There is the intention to transfer the AIU European culture to countries that has no cultural similarities; such as South Africa Israel, Australia, Japan, and Canada. In countries that are in the European continent, they tend to share the same cultural background. Thus, little effort needs to be put in place in these countries unlike in countries that operates very different culture and pattern of transmitting marketing and business transactions. To buttress this argument Ulijn et al (2000), illustrated that, “when a multinational firm, such as Philips, operates in the United States, it is accepted almost as a U.
S. firm since it is loosely related to the individualistic U. S. society where interaction is explicit, low context, and monochromic. On the other hand, to be successful in Japan, Philips should behaves as a Japanese firm, where national culture and corporate culture overlap in a tight, collectivistic society where interaction is implicit, high context, and polychromic”. The above illustration shows that every country has its own cultural characteristics and variables that would compact with the environment in which business operation is done.
In addition, there is the consideration that needs to be made on regulations and rules emanating from government. Different countries governments have their regulations and rules on how business is to operate in their country. Thus, as AIU expands its fast food business base to South Africa, it needs to put into consideration on how to make sure that this regulation does not hamper its move to franchise its business in Africa. National culture is a great reckoning force, which the AIU organizations need to greatly imbibed in. The need on maintaining the European culture should be deemphasized, in its bid to operate in South Africa.
To make this national corporate culture to be retain and be in conformity with the cultural pattern of the South African, every new staff should be adequately orientated on the existing cultures they are recruited. , and it is expected they keep to this culture. As the organization’s activities are built round the national culture, this is reflected in the management style, relationship between staff and management, selection of partners. Corporate identity is an important factor to enable an organization competes favorably in an industry.

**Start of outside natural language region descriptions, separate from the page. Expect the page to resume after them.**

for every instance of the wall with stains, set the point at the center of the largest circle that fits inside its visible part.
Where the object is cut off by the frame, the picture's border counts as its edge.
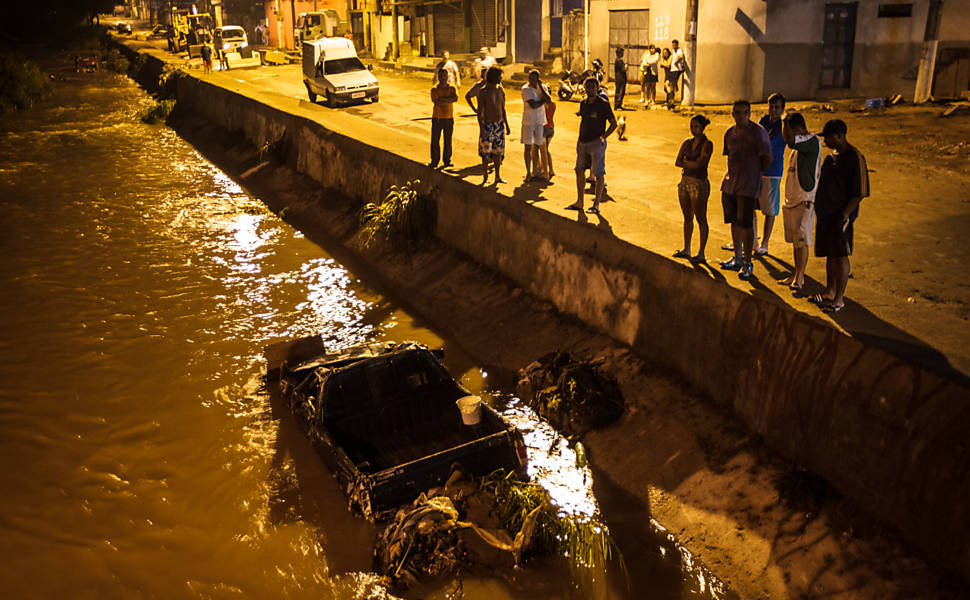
(883, 431)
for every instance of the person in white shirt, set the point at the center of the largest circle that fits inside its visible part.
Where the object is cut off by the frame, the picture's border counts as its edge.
(678, 64)
(648, 75)
(446, 64)
(485, 60)
(534, 98)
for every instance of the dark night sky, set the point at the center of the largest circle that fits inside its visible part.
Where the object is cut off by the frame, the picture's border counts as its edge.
(20, 17)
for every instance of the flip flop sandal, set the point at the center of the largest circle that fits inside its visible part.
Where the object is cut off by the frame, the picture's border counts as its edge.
(820, 300)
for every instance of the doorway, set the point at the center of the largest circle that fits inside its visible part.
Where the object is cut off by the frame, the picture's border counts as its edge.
(630, 30)
(838, 42)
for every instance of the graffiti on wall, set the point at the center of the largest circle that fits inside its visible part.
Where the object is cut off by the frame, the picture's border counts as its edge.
(661, 28)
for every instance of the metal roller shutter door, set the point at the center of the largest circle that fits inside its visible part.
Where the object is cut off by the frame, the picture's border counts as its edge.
(483, 30)
(448, 30)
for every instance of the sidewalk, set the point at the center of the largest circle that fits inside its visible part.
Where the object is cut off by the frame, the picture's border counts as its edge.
(910, 292)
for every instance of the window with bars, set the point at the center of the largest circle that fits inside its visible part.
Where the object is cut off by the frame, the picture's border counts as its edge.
(630, 30)
(838, 43)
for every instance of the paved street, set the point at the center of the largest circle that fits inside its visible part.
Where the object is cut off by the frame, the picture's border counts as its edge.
(910, 290)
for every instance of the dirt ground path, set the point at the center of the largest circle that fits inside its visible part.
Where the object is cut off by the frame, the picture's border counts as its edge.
(910, 291)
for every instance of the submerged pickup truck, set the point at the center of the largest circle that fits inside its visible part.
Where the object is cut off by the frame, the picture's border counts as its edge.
(386, 418)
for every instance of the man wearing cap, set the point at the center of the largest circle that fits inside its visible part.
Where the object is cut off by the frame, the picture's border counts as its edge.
(843, 183)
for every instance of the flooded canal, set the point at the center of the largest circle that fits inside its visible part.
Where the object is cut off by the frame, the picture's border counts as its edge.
(139, 454)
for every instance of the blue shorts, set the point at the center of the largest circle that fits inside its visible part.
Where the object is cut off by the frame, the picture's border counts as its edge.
(591, 155)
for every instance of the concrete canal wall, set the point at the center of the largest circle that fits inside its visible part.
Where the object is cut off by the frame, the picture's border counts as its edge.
(883, 431)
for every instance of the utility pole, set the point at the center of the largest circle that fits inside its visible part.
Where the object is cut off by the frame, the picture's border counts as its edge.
(395, 51)
(690, 53)
(293, 22)
(927, 61)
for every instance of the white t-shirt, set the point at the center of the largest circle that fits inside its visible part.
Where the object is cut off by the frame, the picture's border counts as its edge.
(453, 77)
(677, 60)
(532, 116)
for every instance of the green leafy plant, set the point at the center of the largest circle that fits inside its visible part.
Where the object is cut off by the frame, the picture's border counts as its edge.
(403, 219)
(168, 79)
(115, 61)
(137, 63)
(158, 113)
(583, 541)
(21, 82)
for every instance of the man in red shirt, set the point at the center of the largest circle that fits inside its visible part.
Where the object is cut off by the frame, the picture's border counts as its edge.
(444, 95)
(749, 153)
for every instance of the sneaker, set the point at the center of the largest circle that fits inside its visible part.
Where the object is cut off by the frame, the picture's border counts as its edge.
(732, 265)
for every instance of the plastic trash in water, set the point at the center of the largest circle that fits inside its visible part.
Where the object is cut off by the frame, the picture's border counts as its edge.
(471, 409)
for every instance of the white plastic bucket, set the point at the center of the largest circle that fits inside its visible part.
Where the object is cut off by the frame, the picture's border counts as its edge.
(471, 409)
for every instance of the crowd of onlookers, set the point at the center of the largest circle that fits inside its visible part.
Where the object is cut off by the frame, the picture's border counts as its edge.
(821, 195)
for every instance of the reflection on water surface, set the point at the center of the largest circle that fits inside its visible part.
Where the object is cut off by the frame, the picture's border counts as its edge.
(140, 453)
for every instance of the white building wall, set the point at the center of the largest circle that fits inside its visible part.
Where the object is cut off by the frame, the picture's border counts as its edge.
(752, 48)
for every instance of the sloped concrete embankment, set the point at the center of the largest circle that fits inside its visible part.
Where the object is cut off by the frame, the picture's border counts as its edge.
(881, 430)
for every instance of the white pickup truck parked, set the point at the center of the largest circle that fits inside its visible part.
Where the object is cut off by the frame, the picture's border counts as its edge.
(332, 70)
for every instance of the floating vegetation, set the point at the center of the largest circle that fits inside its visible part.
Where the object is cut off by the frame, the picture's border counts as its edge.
(574, 395)
(168, 79)
(21, 82)
(582, 540)
(158, 113)
(137, 63)
(421, 542)
(403, 219)
(115, 61)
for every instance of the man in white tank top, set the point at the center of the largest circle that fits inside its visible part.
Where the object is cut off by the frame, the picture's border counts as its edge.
(801, 183)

“Based on this notion the effective management of an organization’s identity result in the acquisition of a favorable corporate image and, over time, of a favorable corporate reputation which leads an organization’s key stakeholders and stakeholder groups to be favorably disposed towards it” (Balmer & Wilson, 1998). According to Balmer (1997), cited in Balmer & Wilson (1998), an important pre-requisite for a corporate reputation to contribute to business survival and success is that it offers a distinct advantage in relation to the organization’s external environment”.